При Робертсе все яркие молодые люди, которых Коулмен взял на работу - в том числе после аспирантуры в таких университетах, как Йельский, Корнеллский и Джонса Хопкинса, - любили его, ведь он дал им возможность развернуться. "Революция качества" - так они сами об этом говорили. Они ценили Коулмена за то, что он преградил былой элите путь в их маленькое сообщество, за то, что систематически сбивал с нее спесь - а именитые профессора от этого лезут на стенку. Все старичье, всю слабейшую часть преподавательского состава держала на плаву самооценка - лучший в мире специалист по 100 году до нашей эры и тому подобное, - но под натиском начальства их уверенность в себе пошатнулась, и за несколько лет они почти все исчезли. Опьяняющие годы! Затем, однако, Пирс Робертс перешел на высокую должность в Мичиган, а его преемник Хейнз был не настолько привязан к Коулмену, чтобы беречь этого человека с его ломовым диктаторством, благодаря которому он так быстро вычистил колледж. Молодые люди, которых Коулмен оставил или нанял, начали превращаться в ветеранов, и недовольство деканом Силком мало-помалу усиливалось. Насколько это серьезно, он не понимал до той самой поры, пока, перебирая кафедру за кафедрой, не сосчитал всех, кого, судя по поведению, отнюдь не огорчило то, что слово, избранное бывшим деканом для характеристики двух, казалось, несуществующих студенток, имеет, помимо словарного, еще и уничижительное расистское значение, чем две чернокожие студентки и обосновали свою жалобу.
Я хорошо помню тот апрельский день два года назад, когда Айрис Силк умерла и Коулмена обуяло безумие. До того времени мы были едва знакомы - случайно сталкиваясь в магазине или на почте, здоровались, и только, - и я мало что знал о Силках. Я не знал даже, что Коулмен вырос в Ист-Ориндже, крохотном городке в округе Эссекс, штат Нью-Джерси, то есть всего в четырех-пяти милях от места, где вырос я, и что в 1944 году он кончил местную среднюю школу, опередив меня, учившегося в ньюаркской школе по соседству, лет на шесть. Попыток познакомиться со мной ближе Коулмен не делал, да и я не для того переехал из Нью-Йорка в двухкомнатную хибару, стоящую среди поля на сельской дороге в Беркширских холмах, чтобы заводить знакомства или вживаться в новое сообщество. Приглашения, которые я получил в 1993 году в первые месяцы жизни на новом месте, - на обед, на чай, на коктейль, прочесть лекцию в колледже или, на худой конец, побеседовать запросто со студентами, изучающими литературу, - я вежливо отклонил, после чего и соседи, и колледж оставили меня в покое и дали возможность сосредоточиться на работе.

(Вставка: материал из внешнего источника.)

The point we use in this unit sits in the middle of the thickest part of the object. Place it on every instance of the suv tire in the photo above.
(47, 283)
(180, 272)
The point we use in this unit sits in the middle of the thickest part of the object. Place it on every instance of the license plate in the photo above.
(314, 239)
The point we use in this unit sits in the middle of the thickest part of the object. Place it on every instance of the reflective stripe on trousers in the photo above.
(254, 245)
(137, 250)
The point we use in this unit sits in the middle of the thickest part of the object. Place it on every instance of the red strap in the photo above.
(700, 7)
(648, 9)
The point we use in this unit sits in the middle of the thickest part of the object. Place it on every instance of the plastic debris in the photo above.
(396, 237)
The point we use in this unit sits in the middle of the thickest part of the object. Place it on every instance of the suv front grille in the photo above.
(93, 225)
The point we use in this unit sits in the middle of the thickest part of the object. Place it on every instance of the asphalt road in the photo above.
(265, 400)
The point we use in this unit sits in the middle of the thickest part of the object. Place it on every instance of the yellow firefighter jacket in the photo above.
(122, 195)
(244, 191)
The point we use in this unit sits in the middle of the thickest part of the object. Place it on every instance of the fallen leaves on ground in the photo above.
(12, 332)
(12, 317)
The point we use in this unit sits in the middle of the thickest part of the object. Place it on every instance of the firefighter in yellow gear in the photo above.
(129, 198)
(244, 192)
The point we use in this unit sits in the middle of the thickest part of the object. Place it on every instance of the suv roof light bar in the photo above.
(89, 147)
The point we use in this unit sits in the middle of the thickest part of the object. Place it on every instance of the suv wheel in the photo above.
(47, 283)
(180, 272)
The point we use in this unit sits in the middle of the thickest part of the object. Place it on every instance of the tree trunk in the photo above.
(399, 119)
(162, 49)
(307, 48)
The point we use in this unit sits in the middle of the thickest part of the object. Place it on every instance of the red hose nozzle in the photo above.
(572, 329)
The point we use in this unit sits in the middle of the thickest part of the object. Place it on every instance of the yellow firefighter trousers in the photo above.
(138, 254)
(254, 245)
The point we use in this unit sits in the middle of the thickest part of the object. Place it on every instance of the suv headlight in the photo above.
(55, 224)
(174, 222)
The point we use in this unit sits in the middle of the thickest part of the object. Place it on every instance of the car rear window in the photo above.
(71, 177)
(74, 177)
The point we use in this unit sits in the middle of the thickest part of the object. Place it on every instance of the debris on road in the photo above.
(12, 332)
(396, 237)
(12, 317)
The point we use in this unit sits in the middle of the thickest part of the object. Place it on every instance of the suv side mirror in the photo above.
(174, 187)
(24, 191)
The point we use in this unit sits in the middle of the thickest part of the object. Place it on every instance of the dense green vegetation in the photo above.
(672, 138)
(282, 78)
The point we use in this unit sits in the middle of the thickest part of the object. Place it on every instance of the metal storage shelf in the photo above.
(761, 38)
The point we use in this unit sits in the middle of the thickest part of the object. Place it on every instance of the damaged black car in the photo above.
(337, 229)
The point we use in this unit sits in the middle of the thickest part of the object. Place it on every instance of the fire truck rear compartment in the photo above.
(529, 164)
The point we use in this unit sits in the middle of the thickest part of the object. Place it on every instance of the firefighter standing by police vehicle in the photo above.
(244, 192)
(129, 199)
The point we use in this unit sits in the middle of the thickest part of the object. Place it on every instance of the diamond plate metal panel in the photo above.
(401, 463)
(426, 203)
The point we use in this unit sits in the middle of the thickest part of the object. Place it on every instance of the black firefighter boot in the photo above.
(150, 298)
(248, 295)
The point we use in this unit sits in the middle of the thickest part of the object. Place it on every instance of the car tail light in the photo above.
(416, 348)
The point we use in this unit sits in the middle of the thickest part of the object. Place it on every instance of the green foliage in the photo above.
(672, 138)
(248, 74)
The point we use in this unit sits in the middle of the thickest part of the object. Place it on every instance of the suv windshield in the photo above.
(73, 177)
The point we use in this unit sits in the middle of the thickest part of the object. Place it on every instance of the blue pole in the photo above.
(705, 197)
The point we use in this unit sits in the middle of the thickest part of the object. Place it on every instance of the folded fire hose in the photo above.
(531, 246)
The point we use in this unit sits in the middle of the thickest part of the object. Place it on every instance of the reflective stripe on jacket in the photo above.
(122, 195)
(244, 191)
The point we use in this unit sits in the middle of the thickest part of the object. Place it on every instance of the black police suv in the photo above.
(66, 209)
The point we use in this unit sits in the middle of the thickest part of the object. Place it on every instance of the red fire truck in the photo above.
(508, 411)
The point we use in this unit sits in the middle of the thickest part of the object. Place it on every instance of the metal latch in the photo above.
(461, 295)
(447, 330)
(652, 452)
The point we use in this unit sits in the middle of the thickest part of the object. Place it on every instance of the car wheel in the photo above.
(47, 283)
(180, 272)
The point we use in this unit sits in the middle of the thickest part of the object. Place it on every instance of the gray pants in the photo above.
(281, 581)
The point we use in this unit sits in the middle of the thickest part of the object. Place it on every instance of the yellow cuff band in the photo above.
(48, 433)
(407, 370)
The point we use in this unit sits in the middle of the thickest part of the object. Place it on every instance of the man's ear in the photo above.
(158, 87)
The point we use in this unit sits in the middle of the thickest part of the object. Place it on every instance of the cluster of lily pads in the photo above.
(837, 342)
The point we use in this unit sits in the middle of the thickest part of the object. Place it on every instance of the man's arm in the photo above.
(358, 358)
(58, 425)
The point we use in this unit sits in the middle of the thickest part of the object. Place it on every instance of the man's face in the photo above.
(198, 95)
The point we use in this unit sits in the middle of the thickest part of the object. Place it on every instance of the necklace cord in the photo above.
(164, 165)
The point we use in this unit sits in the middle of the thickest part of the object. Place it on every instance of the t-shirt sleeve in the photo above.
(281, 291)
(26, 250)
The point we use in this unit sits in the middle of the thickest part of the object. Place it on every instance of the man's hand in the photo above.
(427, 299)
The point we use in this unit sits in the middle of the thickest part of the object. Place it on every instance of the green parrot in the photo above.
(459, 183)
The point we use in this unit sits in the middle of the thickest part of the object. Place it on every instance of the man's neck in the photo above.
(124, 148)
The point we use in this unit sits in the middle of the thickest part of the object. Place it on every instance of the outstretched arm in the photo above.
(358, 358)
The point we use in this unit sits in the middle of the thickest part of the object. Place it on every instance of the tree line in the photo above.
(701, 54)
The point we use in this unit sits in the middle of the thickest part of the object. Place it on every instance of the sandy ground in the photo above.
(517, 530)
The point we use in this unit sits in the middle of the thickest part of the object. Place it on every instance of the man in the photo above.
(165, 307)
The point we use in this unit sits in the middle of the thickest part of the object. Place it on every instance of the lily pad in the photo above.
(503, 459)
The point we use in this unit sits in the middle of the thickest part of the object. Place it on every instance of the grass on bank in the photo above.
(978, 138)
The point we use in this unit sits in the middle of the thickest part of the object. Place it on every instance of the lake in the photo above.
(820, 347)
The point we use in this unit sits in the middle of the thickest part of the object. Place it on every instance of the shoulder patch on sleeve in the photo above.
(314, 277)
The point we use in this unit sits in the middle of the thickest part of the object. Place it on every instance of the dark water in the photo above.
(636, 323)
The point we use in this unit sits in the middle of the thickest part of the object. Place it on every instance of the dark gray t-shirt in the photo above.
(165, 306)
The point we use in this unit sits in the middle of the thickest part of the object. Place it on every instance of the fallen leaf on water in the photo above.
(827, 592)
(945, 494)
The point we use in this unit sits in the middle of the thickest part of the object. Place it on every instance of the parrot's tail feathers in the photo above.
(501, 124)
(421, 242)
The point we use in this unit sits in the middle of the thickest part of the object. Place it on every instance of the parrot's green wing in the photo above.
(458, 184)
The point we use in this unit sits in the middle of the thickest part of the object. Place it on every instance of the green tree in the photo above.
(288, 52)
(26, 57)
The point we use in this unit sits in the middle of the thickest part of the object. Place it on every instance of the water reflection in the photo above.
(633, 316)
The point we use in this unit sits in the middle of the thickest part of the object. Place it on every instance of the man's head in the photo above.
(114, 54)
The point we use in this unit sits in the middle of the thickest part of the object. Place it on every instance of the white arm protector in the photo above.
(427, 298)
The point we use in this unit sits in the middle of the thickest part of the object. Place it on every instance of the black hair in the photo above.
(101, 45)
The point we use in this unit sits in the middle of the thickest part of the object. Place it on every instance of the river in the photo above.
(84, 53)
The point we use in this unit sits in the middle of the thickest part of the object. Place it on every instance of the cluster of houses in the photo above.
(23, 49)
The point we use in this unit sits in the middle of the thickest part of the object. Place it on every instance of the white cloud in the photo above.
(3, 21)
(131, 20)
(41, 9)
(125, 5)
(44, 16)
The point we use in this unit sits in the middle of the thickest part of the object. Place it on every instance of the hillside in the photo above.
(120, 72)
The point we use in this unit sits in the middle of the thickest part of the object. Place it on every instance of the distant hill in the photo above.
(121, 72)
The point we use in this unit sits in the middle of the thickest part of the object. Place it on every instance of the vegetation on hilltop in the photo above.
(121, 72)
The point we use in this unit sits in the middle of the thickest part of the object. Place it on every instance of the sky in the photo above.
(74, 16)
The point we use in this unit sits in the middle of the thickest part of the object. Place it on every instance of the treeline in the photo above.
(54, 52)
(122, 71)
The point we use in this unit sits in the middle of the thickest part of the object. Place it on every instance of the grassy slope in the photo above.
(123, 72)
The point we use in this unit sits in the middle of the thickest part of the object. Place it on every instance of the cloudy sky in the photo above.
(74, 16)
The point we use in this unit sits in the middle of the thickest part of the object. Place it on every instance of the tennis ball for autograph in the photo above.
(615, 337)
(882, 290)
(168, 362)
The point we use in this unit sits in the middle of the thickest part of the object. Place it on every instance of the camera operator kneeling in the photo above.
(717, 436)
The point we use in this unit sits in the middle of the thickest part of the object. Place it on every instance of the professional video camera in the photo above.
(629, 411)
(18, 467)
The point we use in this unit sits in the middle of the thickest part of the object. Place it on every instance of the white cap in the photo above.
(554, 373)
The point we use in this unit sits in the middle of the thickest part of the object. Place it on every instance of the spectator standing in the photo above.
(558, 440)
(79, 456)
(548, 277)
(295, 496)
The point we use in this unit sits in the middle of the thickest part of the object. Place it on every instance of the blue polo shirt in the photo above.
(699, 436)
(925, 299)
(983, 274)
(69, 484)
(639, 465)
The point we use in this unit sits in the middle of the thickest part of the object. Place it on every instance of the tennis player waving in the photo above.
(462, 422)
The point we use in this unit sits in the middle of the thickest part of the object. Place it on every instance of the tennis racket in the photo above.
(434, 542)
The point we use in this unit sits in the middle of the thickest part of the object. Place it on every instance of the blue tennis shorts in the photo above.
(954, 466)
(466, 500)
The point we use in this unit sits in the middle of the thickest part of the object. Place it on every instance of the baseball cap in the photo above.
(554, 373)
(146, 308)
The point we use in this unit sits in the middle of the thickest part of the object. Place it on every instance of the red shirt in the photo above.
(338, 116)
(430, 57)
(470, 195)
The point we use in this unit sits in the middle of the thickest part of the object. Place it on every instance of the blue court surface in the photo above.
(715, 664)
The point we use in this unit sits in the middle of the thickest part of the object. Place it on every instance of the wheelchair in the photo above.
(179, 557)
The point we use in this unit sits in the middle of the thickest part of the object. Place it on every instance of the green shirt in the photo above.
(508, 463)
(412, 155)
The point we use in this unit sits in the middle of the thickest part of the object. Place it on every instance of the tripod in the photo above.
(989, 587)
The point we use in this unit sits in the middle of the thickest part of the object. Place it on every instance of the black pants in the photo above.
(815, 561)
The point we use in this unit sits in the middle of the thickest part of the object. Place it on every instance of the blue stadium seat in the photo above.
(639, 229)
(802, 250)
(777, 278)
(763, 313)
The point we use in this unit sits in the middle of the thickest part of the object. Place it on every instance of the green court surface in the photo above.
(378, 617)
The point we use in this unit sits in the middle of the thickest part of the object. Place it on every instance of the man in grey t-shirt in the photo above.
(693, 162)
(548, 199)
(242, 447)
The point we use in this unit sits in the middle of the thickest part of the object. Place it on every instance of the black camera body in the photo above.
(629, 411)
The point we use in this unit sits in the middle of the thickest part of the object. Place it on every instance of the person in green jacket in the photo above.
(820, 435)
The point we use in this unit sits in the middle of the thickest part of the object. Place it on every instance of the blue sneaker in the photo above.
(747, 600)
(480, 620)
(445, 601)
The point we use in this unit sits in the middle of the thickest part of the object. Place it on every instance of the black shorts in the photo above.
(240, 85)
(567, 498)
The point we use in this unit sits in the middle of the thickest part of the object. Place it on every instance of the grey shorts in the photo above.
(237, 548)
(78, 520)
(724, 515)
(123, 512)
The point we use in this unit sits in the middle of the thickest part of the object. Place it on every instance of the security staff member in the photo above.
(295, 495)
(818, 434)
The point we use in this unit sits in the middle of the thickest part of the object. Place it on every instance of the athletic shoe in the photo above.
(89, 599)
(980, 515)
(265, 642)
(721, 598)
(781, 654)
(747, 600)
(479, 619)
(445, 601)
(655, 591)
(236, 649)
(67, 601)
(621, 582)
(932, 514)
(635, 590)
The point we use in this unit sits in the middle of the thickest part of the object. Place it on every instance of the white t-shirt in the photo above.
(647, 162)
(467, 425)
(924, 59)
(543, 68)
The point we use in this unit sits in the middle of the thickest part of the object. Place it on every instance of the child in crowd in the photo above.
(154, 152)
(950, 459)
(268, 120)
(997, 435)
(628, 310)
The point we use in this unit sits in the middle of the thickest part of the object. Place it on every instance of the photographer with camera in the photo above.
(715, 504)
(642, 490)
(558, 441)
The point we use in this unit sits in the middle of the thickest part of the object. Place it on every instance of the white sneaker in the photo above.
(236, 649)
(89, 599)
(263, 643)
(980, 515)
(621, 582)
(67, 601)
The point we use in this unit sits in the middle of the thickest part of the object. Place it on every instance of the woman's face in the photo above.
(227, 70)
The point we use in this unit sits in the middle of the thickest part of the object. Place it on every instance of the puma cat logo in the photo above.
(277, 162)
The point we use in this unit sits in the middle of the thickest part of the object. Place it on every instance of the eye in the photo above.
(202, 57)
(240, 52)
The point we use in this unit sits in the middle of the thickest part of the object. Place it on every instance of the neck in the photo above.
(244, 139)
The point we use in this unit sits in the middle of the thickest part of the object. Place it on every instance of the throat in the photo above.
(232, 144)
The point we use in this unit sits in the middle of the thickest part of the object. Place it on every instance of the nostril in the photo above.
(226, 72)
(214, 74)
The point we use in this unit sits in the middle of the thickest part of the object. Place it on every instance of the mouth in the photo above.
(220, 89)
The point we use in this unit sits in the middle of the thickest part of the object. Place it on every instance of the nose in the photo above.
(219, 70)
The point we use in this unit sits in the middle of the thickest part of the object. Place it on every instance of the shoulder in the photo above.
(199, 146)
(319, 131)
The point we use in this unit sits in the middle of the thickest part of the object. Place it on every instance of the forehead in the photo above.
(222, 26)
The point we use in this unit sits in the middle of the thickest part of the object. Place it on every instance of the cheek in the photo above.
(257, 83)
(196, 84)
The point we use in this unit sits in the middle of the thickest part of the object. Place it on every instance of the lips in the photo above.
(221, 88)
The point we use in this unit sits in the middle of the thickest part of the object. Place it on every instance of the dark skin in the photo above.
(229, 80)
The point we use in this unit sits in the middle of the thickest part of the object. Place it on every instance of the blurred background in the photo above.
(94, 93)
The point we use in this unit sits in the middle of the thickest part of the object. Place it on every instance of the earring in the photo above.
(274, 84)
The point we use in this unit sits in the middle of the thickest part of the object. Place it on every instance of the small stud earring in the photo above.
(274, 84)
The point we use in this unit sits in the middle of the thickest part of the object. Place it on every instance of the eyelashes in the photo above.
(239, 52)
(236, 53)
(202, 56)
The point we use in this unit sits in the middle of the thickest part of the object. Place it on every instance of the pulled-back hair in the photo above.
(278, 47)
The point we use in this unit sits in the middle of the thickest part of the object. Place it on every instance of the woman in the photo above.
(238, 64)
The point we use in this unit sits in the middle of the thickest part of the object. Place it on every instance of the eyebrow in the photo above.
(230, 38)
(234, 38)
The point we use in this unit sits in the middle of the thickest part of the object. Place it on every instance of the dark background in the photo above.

Но в тот день Коулмен, приехав прямо из похоронного бюро, где договаривался о погребении Айрис, забарабанил в мою дверь. Хотя у него [10] была ко мне важная, неотложная просьба, он и тридцати секунд не мог усидеть на месте, чтобы ее высказать. Он вставал, садился, опять вставал, кружил и кружил по моему кабинету, говорил громко и торопливо и порой даже, ошибочно полагая, что надо усилить впечатление, тряс в воздухе кулаком. Я, оказывается, должен был кое-что для него написать - это прозвучало почти как приказ. Если эту историю, во всей ее нелепости, изложит на бумаге он, ей никто не поверит, ее никто не примет всерьез, люди скажут, что это смехотворные враки, своекорыстное преувеличение, скажут, что причина его падения - не только произнесенное им в аудитории слово "духи". Новот если напишу я, профессиональный писатель...
Все сдерживающие перегородки в нем рухнули, и глядеть на него, слушать его - человека мне почти незнакомого, но, несомненно, состоявшегося, влиятельного и полностью сошедшего теперь с катушек - было все равно что присутствовать при очень скверной дорожной аварии, или на пожаре, или при ужасном взрыве - словом, на месте публичного бедствия, завораживающего своей невероятностью и гротескностью. То, как он метался по комнате, напомнило мне пресловутых кур, которые бегут и бегут, хотя им уже отрубили голову. Да, ему снесли башку - башку с высокоучеными мозгами некогда неуязвимого декана и профессора, и то, что я теперь наблюдал, было беспорядочными движениями обрубка.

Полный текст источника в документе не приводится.